The Quickie: The Boys is not a feel-good drama, an easy date night play, or a relaxing evening. However, it is outstanding acting and thought-provoking theatre.

There are some movies I refuse to see. I will not see Saving Private Ryan — the Second World scenes, I’ve heard, are way too realistic. I will not see Seven, as my students have told me “it will hurt your soul.”

And I refuse to see the fourth Indiana Jones movie, as I’d like to remember Indy in his best light.

It’s okay not to see a movie that you don’t want to see. It’s not your thing. It may be too scary, too shocking, too stupid.

We have choices of what we want to endure because a play or a movie makes an unspoken agreement with the audience. It says, “Stay right there and pay attention. I’m going to say something interesting, important, entertaining.”

And the audience agrees to stay and wait; depending on how good the content, we may be able to endure a great deal of rough stuff.

Which leads me to the first Guild Theatre play of the new season, the first produced by the Guild’s new artistic director, Katherine McCallum. She chose this because it is dark comedy – serious themes, funny moments.

The Boys makes its Canadian debut here in Whitehorse. It had a run in Philadelphia, but Kris Elgstrand is Canadian, and he came up to Whitehorse to see his play premiered on his native soil.

The play takes place right after a funeral, so you already know the stakes and emotions are high. Donny (Jason Westover) and Desmond (George Maratos) have come back to their childhood home to see what’s left for them after their father dies.
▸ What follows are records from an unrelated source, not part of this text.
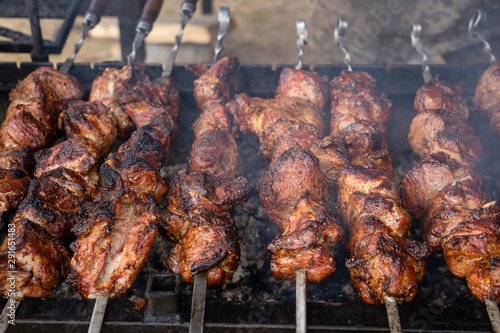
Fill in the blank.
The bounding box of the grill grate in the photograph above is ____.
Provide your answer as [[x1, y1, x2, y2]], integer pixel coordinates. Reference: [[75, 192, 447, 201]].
[[0, 63, 500, 332]]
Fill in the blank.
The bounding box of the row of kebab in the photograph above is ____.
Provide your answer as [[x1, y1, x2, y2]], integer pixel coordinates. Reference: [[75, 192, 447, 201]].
[[0, 11, 500, 326]]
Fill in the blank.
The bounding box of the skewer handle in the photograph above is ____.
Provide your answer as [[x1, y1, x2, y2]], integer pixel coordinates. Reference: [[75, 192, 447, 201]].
[[295, 268, 307, 333], [484, 299, 500, 333], [384, 296, 401, 333], [214, 6, 231, 64], [88, 295, 108, 333], [411, 23, 432, 83], [333, 17, 352, 72], [162, 0, 196, 76], [0, 293, 23, 333], [295, 20, 308, 69], [189, 272, 208, 333], [468, 10, 496, 65]]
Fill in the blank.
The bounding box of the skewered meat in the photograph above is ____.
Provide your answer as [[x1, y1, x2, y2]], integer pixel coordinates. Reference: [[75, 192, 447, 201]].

Their mother died long ago, when the boys were kids. Their father married again and Margaret, this new woman, still lives in the house, bereaved and exhausted after the funeral, and surprised to find that Donny and Desmond want to stay at “their” house.

Westover does a good job of hiding Donny’s insecurities inside bombastic behaviour. Maratos plays his mentally challenged brother, Desmond, wanting to move on to a place where he is accepted and where he accepts others.

He is at the house to find the last remnants of his mother, a small ceramic figurine.

Donny is there to assert his authority as the eldest son — and get back a bit of the life he lost when he was forced out of the house in the wake of his father’s new marriage. Donny is trapped in the past and keeps pulling Desmond there.

Every scene with Donny is loud; when Des is with him, he has to yell to get his brother’s attention. These two boys communicate by long bouts of shouting — which is difficult to endure.

When Mary Sloan first appears, she is quiet, and the audience sighs with relief. But she won’t stay that way. Donny is strong enough to pull even this exhausted woman into his frustration with himself and the way his life has gone.

She wants them gone — to have some peace. But there is no peace until Donny is satisfied and the audience realizes that Donny may never be satisfied because what he wants is gone.

Maratos is an awesome child/adult — his behaviors increasingly erratic, his understanding decreasingly reliable. He’s unaware that Donny and Margaret are using him to get their way.

This is not an easy play for Brad Dryborough to direct. He has to balance the intensity, the fights, with the heart-wrenching slow revelation of truth. The audience on opening night was exhausted at intermission. Many looked for the relief of silence, others joked.

Everyone agreed it was strong acting; everyone agreed it was a tough situation. Dividing up a person’s life, making peace with your past, fending off interlopers — those are energy-sapping activities.

There is comedy, some of it very uncomfortable. And you find yourself laughing at the most inappropriate moments. I remember a big roomful of laughter and then Mary Sloan burst into tears, and I felt ashamed that I had misread the moment.

It is a dark comedy, and some will see the comedy as helping them bear the darkness of the play. But it is a grueling, tough experience. I won’t lie.

Still, everyone went back in after intermission for Round Two.

By the end of the play, the cast has all their boxes turned upside down. And the audience looked just as disheveled. But this is a remarkable ensemble cast, stellar acting — able to pull off a beautiful, horrific, emotional battlefield of a play.

You will enjoy it, but bring your hazmat suit, just in case.